Let's Begin
Everything is on fire; so what are we going to do now?
I have felt a profound grief in how politics and world events have separated me from loved ones and, on a broader level, all of us from each other. 10 years ago, I decided to change course. After a lifetime of being uninterested in politics, I decided I had to step up and enter the arena. I felt called to do so. I went back to school. I studied Political science and got a Bachelor’s and a Master’s degree. I have sought to understand everything I have seen around me, and I’m left with the uncomfortable realization that information is not the problem.
I had all kinds of ideas about how I could or would use my newfound education to help create a better world in some way. I now understand government, politics, and international affairs with excruciating clarity. I feel frozen in place and horrifyingly awake as I’m watching the world burn around me. I feel a sense of foreboding- like I’m watching a tsunami wave build into a giant wall of water; never knowing when it will finally collapse over everything.
If we get through this, there will not be a status quo to return to. It’s hard to reform a system that no longer exists. There are so many wonderful scholars, political scientists, historians, journalists, and commentators who are explaining, diagnosing, comparing, and reporting. I’m feeling a deep need to see people start to talk about what will come next. Americans have been feverishly voting for change for years, ping-ponging back and forth on the ideological spectrum, every time getting more frustrated when our problems aren’t addressed. Trump’s time is ending one way or another. The political class will be lost in the wilderness, more fully estranged from Americans and their wants and needs than I can remember.

The concept of “soft power” (coined by Joseph Nye) has its roots in political science. The general idea is that you lead and have power because others want what you want because you’ve made it desirable. Soft power comes from the people and the societies we create. It cannot be easily created by government alone. It’s hard to control, and it’s hard to quantify. Americans have benefited from soft power for a very long time by exporting our culture, ideas, and values. Despite having all the information, one could imagine at our fingertips, we have never seen trust as low as it is and dropping.
I’m struck by the failures of soft power, by its absence. I’ve felt it when I’ve been unable to persuade people I thought I knew of things I thought they believed. I’ve seen it fail the collective in vaccine hesitancy, climate change, in civic virtue, in maintaining our democratic values. It has been shocking to witness and I feel a real sense of helplessness in the gap between facts and trust. Facts alone are not enough—our human nature isn’t completely rational. Without working to build the case, to persuade, to create a culture that sells the facts? We have nothing and only more to lose.

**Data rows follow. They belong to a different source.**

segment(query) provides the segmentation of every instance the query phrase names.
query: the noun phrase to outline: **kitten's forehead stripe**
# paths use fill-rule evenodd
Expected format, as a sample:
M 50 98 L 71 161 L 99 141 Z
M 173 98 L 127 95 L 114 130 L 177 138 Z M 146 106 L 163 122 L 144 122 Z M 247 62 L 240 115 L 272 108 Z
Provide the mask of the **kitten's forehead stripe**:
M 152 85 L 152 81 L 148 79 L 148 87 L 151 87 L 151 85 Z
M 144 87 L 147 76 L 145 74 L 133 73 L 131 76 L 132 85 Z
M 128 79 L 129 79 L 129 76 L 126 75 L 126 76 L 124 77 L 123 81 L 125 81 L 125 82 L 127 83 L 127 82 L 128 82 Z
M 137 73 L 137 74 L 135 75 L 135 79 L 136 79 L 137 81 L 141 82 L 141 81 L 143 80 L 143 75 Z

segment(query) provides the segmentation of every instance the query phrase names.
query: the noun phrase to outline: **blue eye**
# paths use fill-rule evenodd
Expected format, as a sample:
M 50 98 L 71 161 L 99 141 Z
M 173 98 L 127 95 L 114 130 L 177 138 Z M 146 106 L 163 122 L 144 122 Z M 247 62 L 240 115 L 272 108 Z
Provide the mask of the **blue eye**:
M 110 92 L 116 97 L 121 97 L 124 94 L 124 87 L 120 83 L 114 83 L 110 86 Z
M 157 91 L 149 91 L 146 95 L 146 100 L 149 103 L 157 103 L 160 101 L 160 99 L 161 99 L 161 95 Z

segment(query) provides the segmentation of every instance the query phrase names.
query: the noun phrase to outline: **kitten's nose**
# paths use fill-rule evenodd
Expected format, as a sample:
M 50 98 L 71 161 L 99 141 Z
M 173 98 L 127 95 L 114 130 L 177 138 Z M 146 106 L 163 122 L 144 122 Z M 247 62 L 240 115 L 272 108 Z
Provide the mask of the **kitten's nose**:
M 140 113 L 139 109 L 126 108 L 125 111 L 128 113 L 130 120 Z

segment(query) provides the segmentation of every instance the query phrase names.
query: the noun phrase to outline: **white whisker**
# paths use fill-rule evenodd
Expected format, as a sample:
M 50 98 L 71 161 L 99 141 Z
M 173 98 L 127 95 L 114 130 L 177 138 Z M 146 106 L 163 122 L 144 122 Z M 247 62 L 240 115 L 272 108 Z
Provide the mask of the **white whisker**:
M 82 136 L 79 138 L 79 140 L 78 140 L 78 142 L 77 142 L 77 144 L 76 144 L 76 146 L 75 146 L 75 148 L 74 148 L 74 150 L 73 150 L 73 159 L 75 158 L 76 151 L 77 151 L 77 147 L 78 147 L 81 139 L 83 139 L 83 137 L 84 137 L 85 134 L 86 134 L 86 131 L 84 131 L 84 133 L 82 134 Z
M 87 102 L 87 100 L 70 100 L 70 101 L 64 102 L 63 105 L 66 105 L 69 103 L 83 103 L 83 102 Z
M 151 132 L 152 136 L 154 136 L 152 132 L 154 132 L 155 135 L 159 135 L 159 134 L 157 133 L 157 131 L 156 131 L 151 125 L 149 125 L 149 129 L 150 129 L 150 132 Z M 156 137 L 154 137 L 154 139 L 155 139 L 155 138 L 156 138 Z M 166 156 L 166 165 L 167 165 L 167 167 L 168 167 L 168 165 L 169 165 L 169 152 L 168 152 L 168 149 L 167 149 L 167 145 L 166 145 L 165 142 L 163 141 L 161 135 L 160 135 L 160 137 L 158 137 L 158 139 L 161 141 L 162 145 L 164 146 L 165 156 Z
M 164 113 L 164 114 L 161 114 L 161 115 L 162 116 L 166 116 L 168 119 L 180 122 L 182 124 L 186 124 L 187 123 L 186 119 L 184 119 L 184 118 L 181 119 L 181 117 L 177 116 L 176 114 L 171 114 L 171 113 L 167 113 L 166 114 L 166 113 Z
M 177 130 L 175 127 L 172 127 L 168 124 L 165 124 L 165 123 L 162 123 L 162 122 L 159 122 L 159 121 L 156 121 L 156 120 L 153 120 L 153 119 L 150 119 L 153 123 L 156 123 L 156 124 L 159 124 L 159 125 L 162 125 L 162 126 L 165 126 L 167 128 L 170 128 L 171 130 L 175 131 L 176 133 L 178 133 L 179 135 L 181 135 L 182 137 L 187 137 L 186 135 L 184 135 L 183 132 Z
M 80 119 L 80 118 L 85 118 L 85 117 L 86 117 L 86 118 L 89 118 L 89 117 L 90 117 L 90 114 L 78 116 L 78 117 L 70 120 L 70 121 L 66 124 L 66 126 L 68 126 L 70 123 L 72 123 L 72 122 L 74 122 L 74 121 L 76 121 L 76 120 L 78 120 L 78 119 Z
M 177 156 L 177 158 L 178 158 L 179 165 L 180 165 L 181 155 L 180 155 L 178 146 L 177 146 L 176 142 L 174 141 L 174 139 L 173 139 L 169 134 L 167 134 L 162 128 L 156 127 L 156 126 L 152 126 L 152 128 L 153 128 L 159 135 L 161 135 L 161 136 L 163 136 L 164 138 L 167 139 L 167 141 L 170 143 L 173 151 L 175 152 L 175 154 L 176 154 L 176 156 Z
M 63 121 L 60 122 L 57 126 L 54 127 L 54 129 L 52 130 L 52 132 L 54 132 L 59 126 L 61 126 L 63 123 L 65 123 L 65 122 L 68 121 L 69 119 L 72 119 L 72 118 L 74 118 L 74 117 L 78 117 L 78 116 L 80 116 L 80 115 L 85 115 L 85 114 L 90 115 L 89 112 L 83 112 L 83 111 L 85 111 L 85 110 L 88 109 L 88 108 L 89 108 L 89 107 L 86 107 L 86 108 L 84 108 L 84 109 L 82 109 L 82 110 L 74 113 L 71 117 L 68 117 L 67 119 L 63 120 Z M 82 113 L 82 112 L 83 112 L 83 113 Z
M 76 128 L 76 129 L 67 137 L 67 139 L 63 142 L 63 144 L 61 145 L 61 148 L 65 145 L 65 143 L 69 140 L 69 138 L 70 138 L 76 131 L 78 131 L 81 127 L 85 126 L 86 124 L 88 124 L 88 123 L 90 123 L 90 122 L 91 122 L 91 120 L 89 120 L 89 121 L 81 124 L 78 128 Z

All of our soft power is being spent away, and I think it is time that we reclaim it. We need to talk about what we want for our futures. We should take this moment to decide if the values and ideas of the past are still the ones we want to be the foundation for the future we will have to build. So much of what Americans are dissatisfied with has to do with precedent being calcified. Some suggest changing it would be against the Constitution. Thomas Jefferson argued that every generation should get to write their own constitution because the living shouldn’t be held captive by the dead. Jefferson’s argument, though, reveals that transformation and rebirth might not be alien DNA. This could be the greatest opportunity for the transformation Americans have been longing for.
I intend to write about ideas for how we can transform the country and ourselves. I truly believe that MOST of us want the same things. This chaos is scary, but maybe from the ashes we can create a new version of what we want to be. I would love to hear from you about ideas you have had or want to see discussed or even just how you are feeling and coping. I want to write about what is most important to all of us. I know better is possible, and together we can reinvigorate a sense of civic responsibility and participation. We all owe that to each other, future generations, and the rest of the world.